I'll start with a disclaimer: I'm haven't worked on a Java project for a few years, so my perspective may be skewed. I have a general concern about the PR. I'm all for enabling the reactive approach and giving the option to enumerate through the long streams. I know that the RX approach is popular in the Java land, but I'm not sure how much that's a standard. I wonder if we could provide an API or a bit of syntactic sugar, making the default scenario so reading the whole stream more accessible? Based on my experience, most people want to read the entire stream and do left-fold to aggregate the state. I know that we could use EventCollectorReadSubscriber, but the user always needs to add a few additional lines. I'm not sure how much that's doable, but maybe we could come up with the API that's not an RX-first and enable accessibility on both scenarios?

Thoughts?

dpasek-senacor commented 2 years ago

Hi @oskardudycz

Thanks for the review and your thoughts about the approach.

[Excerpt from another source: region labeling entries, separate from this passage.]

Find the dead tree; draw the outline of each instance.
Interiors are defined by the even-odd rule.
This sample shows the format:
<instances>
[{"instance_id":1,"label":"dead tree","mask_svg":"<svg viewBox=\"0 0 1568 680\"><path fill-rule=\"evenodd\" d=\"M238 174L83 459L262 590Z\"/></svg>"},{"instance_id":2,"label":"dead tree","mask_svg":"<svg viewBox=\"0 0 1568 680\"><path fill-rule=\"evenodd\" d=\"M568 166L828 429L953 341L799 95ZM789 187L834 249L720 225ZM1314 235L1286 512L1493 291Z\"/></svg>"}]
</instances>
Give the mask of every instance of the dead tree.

I'm all for enabling the reactive approach and giving the option to enumerate through the long streams. I know that the RX approach is popular in the Java land, but I'm not sure how much that's a standard.

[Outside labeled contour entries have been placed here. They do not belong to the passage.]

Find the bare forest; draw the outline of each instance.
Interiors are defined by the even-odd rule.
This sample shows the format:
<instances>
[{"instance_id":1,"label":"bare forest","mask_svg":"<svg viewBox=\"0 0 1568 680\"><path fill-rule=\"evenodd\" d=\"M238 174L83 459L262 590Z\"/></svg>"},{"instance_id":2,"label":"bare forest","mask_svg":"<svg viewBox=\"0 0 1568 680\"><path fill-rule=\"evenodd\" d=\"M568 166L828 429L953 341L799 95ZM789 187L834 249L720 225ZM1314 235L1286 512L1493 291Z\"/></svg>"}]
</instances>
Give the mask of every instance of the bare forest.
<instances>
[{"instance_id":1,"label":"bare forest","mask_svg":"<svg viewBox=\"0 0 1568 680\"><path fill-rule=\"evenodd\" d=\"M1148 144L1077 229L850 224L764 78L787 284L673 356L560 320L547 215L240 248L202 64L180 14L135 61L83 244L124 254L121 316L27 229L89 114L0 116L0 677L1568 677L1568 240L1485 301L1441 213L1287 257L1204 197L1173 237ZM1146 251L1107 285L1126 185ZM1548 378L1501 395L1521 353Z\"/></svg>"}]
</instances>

The approach using the reactive stream API should be the most standard way currently possible. It is not an RX approach, i.e. not tied to any special implementation of reactive streams but uses the API that allows interoperability with the market standards: RxJava and Project Reactor. It is also API compatible to the new JDK 9 Flow API which is the new official standard for consuming streams with backpressure. As discussed with @YoEight internally we would propose not to use Flow-API directly as this would break JDK8 support. This would be a bit to early as many projects are still tied to JDK 8. In 2 years it would be easy to migrate to JDK9 Flow-API by just replacing imports without changing any code. Last but not least this API is the closest to the API used in other languages, e.g. .net (using IAsyncEnumerable<ResolvedEvent> as return type) or JavaScript (using StreamingRead<AllStreamResolvedEvent>)

I wonder if we could provide an API or a bit of syntactic sugar, making the default scenario so reading the whole stream more accessible? Based on my experience, most people want to read the entire stream and do left-fold to aggregate the state. I know that we could use EventCollectorReadSubscriber, but the user always needs to add a few additional lines. I'm not sure how much that's doable, but maybe we could come up with the API that's not an RX-first and enable accessibility on both scenarios?

I think that the given approach provides us the flexibility and feature set and give us the options to make the live easier for certain use cases:

So yes we should consider adding methods which provide this "read into list" support as currently available, but use the reactive foundation behind it. This would also be beneficial in regard of keeping the next release of the driver backward compatible to the 1.0 release. I'm a huge fan of semantic versioning and following this approach the current change would require to release it as "breaking change", i.e. a major version. Keeping the old method signatures and adding the new ones for streaming would prevent this.

oskardudycz commented 2 years ago

@dpasek-senacor, I agree that for the long streams proposed, API is a great way to deal with them (especially regarding efficient memory usage and backpressure you mentioned).

My main take was that typically, you should try to avoid such cases, where you have really long streams. Of course, sometimes it's unavoidable, so it should be possible to do that effectively. We should try to provide the change non-breaking, so adding streams methods keeps the old one. After that, we could try to gather feedback from the community if they're okay with removing the support for the old ones.

dpasek-senacor commented 2 years ago

@YoEight @oskardudycz I have now updated the access to streams via reactive streams to be an additional option in the API next to the existing classic read methods. Internally it uses the reactive infrastracture. I have also reverted the samples to reference the previous implementation.